His departure from Germany and his arrival in the United States
Named after Heinz Alfred Kissinger, He was born into a Jewish family in Fuerth, Germany, on May 27, 1923. He fled the Nazi regime in 1938 with his father, a schoolteacher, his mother and a younger brother. They settled in New York.
“I thought I would be an accountant,” he told USA Today in 1985. “I never thought I would teach at Harvard. It wasn’t my dream to become secretary of state.” “A more fortunate series of events could not have occurred to me.”
He worked in a shaving brush factory while studying high school at night.
Then He studied accounting at the City College of New York but was drafted into the Army in 1943. before he could graduate.
Henry Kissinger speaks to the press in Paris on January 13, 1973.
His knowledge of German led him to an intelligence unit in charge of identifying Nazis as they advanced through Europe.
In the Army, Kissinger met his first mentor, fellow German refugee Fritz Kraemer, a political scientist who persuaded him to transfer to Harvard, where he earned a bachelor’s degree in 1950 and a doctorate in 1954.
The young professor’s first book, “Nuclear Weapons and Foreign Policy” (1957), about how the new and ultra-destructive nuclear weapons should be adapted to the needs of diplomacy, quickly gave rise to something to talk about.
Kissinger’s political ambitions
Brilliant, incisive and relentlessly ambitious, Henry Kissinger reigned over post-World War II American foreign policy. The man marked the modern course of the world’s relations with China like no other.
Kissinger was a master strategist whose intellectual gifts were recognized even by his greatest critics, who, however, blamed him for disregarding human rights and democracy in the Vietnam War and other scenarios.
Kissinger’s name is commonly associated with “realpolitik,” diplomacy based on power and practicality.
Praising his cold perspective that always sought to impose American interests, his admirers compared him to great statesmen in history.

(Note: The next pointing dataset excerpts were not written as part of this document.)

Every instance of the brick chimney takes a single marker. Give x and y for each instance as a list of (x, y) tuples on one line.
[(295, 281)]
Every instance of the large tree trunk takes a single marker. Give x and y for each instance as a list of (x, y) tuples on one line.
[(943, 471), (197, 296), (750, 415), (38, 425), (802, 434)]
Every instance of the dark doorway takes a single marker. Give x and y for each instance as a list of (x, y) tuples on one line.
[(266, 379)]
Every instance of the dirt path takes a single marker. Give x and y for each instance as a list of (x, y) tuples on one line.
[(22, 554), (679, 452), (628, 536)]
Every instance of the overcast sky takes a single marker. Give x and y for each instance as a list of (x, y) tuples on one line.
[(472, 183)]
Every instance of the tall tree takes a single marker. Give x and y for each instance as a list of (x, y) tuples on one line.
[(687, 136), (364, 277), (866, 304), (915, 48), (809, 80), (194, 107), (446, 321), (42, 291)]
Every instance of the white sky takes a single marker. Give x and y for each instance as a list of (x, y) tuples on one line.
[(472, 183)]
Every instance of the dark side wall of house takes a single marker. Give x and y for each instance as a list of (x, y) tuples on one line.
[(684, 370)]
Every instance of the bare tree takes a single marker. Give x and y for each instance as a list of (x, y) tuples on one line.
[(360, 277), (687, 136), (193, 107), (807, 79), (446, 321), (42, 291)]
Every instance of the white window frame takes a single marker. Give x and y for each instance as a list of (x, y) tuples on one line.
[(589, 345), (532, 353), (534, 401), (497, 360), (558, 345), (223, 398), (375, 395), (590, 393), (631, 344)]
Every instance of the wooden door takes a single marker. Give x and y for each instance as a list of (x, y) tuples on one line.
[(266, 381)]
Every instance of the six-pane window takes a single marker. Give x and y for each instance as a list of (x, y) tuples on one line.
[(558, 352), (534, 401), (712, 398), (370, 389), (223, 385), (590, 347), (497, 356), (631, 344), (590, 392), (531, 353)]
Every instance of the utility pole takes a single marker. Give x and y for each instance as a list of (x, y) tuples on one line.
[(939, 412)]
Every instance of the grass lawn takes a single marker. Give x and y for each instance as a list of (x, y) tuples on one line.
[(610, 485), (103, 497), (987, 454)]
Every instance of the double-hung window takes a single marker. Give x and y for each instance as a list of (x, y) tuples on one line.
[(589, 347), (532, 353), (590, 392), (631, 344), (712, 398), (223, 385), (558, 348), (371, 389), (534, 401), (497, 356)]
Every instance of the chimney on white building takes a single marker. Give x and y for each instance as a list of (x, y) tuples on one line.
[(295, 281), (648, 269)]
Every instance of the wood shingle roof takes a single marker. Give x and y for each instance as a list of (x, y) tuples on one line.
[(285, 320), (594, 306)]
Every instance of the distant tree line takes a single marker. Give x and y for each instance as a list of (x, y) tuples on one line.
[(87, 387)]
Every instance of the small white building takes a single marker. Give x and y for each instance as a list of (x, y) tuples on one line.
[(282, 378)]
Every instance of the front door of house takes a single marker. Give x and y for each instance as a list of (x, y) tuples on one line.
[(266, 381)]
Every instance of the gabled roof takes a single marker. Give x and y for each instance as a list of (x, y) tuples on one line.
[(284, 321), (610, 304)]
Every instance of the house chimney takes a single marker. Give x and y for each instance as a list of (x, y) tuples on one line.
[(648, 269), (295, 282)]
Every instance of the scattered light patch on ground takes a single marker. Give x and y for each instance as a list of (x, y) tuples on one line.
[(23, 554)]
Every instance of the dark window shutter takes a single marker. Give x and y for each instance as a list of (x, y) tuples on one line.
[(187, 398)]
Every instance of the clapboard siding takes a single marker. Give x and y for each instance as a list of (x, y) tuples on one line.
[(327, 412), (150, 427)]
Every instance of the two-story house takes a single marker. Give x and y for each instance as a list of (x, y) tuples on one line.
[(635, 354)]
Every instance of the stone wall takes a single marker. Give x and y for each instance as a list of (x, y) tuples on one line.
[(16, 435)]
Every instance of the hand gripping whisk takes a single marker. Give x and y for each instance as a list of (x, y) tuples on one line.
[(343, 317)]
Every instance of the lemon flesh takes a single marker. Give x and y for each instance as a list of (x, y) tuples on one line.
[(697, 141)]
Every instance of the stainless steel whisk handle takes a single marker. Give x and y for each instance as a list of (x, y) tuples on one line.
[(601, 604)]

But to many, especially on the left, Kissinger was considered a war criminal who was never tried for his role, among others, in the expansion of the Vietnam War and support for the military coup in Chile in 1973.
Kissinger’s ambitions went beyond academia, and took consulting jobs at the National Security Council and the State Department during the presidencies of John F. Kennedy and Lyndon Johnson.
Those jobs included trips to Vietnam, where the United States was involved in containing the communists.
Seeking to serve in government, Kissinger supported New York Governor Nelson Rockefeller, a Republican who unsuccessfully sought the presidency three times. But In 1968 he became a supporter of Nixon, who later made him his national security advisor.
Nixon first appointed a low-profile Secretary of State, William Rogers. But at the end of 1973, already involved in the Watergate scandal that ended his presidency, Rogers resigned and Kissinger took the position, which he held until January 1977 with Ford.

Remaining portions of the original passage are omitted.